Last year’s runways and streets were flooded with so much pink some thought we would never see the color’s demise. Then in January, the nation saw the hue knitted into the infamous “Pussy Hats.” But now, the color pink has taken a much darker turn, both literally and metaphorically. The various shades of pink we saw last year have grown up to take on their womanly, more adult form – red is the new pink.
In the current state of turmoil around the world, designers chose the color red to represent strength and boldness of its wearers. But designers aren’t the only ones pushing the trend. Organizers of the first “Day Without a Woman” protest, held in March on International Women’s Day, called for women to not only to refrain from their duties, but to wear red as well.
The same theme applied this April during Equal Pay Day, where women donned red outfits to symbolize how women are “in the red” due to the fact that they continue to earn 20 percent less than men. The day, celebrated this year on April 4th, symbolizes how far women would have had to work to make the same salary as the average man in 2016.
The variability of the color’s meaning, ranging from anger to passion to power, allows designers to communicate a range of messages. And like the color black, red has never gone out of style. In addition to being displayed on various pieces throughout many collections this season, red was used in runway beauty looks as well. Jason Wu painted it onto his model’s lips while Brandon Maxwell let nail genius Deborah Lippmann paint it onto his model’s nails. Who could forget when Model Sean Levy allowed stylists to dye her hair neon red before sporting a jet-black coat for Saint Laurent?

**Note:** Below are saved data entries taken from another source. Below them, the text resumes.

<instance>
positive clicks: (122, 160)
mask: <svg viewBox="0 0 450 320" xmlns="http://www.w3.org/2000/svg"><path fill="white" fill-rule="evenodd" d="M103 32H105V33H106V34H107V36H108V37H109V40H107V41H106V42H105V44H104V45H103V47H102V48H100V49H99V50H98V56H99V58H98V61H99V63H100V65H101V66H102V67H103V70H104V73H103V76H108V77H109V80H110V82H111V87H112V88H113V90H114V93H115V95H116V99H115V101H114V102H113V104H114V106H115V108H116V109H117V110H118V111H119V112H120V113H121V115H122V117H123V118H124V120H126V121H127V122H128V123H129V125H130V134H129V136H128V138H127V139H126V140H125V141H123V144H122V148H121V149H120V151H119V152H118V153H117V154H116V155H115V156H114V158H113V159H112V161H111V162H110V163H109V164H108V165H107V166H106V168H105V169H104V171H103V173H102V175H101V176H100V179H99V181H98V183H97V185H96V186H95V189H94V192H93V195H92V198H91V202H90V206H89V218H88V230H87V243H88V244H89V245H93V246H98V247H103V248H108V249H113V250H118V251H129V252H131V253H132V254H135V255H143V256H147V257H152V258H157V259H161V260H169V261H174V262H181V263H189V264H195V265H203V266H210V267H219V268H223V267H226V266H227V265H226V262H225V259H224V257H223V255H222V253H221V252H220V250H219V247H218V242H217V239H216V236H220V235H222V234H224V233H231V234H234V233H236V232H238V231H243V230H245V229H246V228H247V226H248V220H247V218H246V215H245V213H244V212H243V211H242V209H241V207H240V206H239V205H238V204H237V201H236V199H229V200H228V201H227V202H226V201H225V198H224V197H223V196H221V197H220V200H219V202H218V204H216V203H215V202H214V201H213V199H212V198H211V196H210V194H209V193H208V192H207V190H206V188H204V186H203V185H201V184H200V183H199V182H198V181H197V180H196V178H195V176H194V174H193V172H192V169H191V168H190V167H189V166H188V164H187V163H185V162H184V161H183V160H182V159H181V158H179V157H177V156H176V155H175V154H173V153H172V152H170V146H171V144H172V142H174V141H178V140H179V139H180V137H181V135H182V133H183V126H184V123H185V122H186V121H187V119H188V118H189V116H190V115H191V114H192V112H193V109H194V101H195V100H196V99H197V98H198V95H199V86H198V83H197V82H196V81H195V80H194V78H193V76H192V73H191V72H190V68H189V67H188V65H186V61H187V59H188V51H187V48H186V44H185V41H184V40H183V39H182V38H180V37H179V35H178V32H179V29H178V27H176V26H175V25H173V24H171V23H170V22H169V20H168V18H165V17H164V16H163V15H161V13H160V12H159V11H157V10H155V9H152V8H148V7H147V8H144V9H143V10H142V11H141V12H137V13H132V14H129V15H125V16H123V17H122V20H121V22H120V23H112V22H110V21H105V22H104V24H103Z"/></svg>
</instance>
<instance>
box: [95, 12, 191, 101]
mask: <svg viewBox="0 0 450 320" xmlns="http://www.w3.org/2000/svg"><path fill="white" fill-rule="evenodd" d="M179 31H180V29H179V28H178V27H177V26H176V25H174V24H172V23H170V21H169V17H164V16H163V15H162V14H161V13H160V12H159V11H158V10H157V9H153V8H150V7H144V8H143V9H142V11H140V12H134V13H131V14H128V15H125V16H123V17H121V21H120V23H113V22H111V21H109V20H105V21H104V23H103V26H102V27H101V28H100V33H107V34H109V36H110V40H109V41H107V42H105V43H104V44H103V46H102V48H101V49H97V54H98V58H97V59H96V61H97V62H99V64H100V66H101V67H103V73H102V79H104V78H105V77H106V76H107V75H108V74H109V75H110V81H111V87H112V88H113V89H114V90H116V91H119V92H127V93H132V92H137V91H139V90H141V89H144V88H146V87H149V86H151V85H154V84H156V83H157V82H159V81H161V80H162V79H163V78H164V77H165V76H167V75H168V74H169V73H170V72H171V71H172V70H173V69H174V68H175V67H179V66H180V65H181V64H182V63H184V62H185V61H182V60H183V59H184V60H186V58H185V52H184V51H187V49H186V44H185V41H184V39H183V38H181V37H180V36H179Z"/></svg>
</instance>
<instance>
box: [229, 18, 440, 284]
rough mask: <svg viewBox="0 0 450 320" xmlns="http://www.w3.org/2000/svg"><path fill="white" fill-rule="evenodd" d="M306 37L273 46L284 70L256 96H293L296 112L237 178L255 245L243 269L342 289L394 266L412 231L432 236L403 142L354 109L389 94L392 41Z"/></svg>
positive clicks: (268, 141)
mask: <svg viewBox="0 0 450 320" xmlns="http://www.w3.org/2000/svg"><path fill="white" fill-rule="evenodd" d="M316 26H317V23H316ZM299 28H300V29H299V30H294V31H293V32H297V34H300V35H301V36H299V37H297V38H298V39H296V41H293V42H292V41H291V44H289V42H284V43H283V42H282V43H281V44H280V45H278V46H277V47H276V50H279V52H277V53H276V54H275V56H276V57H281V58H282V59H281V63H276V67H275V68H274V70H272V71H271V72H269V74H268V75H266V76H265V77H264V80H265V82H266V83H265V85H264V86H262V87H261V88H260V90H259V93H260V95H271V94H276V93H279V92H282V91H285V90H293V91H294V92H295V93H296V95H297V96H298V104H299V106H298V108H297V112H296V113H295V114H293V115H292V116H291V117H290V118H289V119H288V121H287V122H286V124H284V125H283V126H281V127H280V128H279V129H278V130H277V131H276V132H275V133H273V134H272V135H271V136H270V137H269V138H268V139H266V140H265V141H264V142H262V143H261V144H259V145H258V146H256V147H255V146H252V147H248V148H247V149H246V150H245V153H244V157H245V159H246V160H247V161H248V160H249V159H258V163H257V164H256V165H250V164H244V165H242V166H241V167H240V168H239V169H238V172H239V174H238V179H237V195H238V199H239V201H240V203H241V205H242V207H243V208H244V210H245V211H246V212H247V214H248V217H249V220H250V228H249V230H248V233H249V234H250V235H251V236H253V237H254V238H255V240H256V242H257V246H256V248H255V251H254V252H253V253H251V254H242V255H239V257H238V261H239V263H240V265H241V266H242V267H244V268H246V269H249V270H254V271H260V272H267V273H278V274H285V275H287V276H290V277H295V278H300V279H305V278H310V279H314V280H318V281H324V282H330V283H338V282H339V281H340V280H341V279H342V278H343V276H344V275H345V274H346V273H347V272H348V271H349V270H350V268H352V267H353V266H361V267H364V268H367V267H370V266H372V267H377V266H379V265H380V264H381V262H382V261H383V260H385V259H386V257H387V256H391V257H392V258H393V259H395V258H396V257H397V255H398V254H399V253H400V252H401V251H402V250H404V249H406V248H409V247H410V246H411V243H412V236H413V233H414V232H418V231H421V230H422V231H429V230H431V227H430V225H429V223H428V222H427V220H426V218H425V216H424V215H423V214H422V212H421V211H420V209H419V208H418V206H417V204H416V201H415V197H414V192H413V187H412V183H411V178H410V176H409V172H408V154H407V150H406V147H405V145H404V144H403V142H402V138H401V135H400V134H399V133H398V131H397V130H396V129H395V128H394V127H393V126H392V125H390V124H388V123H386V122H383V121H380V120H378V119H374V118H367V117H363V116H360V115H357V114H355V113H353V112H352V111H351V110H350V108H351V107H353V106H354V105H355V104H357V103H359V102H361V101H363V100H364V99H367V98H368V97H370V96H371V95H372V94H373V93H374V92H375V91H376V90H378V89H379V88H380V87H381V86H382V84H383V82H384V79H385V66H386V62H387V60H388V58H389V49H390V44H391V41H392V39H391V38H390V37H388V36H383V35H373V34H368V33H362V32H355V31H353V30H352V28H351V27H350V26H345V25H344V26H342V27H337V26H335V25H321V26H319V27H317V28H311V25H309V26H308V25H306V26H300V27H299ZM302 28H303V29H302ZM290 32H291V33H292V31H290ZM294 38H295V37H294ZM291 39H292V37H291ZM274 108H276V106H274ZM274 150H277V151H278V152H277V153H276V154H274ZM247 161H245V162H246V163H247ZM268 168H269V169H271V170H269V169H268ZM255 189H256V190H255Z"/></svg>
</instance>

The color red has also been used by studios to make statements about their creative directors and the future of their brands. Givenchy chose to do their entire fall collection in red as a way to celebrate Riccardo Tisci’s twelve-year career. The studio team showed they recognized trends in their infancy, even without a creative director to guide them. Other haute couture houses like Alexander McQueen took a more subtle route by accenting neutral pieces with red details. Such bold accents provided a nod to female and youth power, a motif which dominated the show’s entirety. Chloé’s Clare Waight Keller said goodbye to the brand after a six-year career as creative director with a romantic, yet heavyhearted red velvet heart cutout. Interestingly enough, Keller will replace Tisci at Givenchy where she will be the first woman to direct the brand. With women beginning to dominate both the fashion and political scene, we foresee the color red staying around much longer than its cuter pink predecessor.